In the UK, Raytheon offers engineering apprenticeships, graduate leadership programme positions in engineering and in-house training initiatives. The company also supports STEM-related programmes in primary schools, secondary schools, universities and colleges. Further efforts include Raytheon UK’s sponsorship of the annual Cheltenham Science Festival and its national Quadcopter Challenge for schools to build and fly fully operational four-bladed quadcopters.
“Our STEM initiatives are crucial to grow talent as well as maintain the long-term pipeline of resources in our company and industry,” Doran said. “Industry at all levels, academia and government must work collaboratively to create the right environment for the UK to prosper, and we must exploit our competitive advantage in order to drive overseas trade growth as well as inwards investment into the UK.”
Raytheon has a legacy of investing in people, skills and innovation in Scotland.

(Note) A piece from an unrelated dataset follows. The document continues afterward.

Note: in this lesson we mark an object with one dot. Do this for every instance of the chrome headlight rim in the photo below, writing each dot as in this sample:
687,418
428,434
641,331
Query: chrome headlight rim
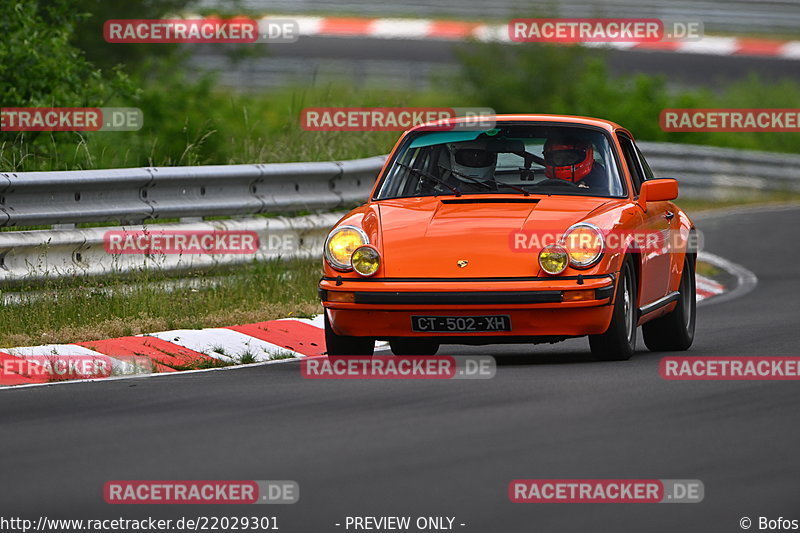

For example, the company has developed advanced technologies in semiconductors and high-temperature silicon carbide at its at its £3.5 million Silicon Carbide Foundry.
That technology allows for smaller, lighter electronics to operate in harsh environments, and it promises to deliver major benefits to the aerospace, automotive, oil and gas industries, as well as other sectors. It also opens new global export markets and employment opportunities to the Scottish economy, where manufacturing accounts for about 60 percent of exports.
But to develop those types of technologies in the future will require a new generation of industry-leading scientists and engineers. And in Scotland, they are in short supply.
In 2015, there was a 4-percent decline in secondary school pupils in Scotland sitting Scottish Highers exams in physics, chemistry and math. And with both primary and secondary schools facing serious underfunding in science teaching – and those establishments finding it difficult to recruit teachers of STEM subjects – the need for change is urgent.
This crisis is not unique to Scotland. The non-profit Science, Engineering, Manufacturing and Technologies Alliance reports that the UK is graduating about 90,000 STEM graduates every year – well short of the 160,000 per year it needs. This bears true to a report from the Campaign for Science and Engineering that although STEM graduates are highly sought after by employers, up to 40 percent of STEM-related jobs are left unfilled due to the lack of qualified candidates. And a recent survey conducted by CBI revealed 30 percent of employers have experienced a shortage of STEM-qualified technicians.
Attracting women to STEM-related jobs has also proven difficult. In Scotland, 27 percent of women graduates in STEM work in the sector they qualified in, compared with 52 percent of male graduates, according to the UK Resource Centre, a government-funded organisation that focuses on the shortage of women in science, engineering and technology. Highly- qualified women either leave the STEM sector early on in their careers or, where they stay, are under-represented in top positions, according to a 2012 report by The Royal Society of Edinburgh.
Amid all those difficulties, however, there are some encouraging signs, said Sinead O’Donnell, who heads human resources for Raytheon UK’s Power and Control business.
“We’re seeing a growing trend of schoolchildren opting out of the traditional university career route into engineering,” O’Donnell said. “There are many entry routes within our organisation and we recently introduced an apprentice programme in Scotland. We are keen to dispel the myth that university degree level entry is the only option."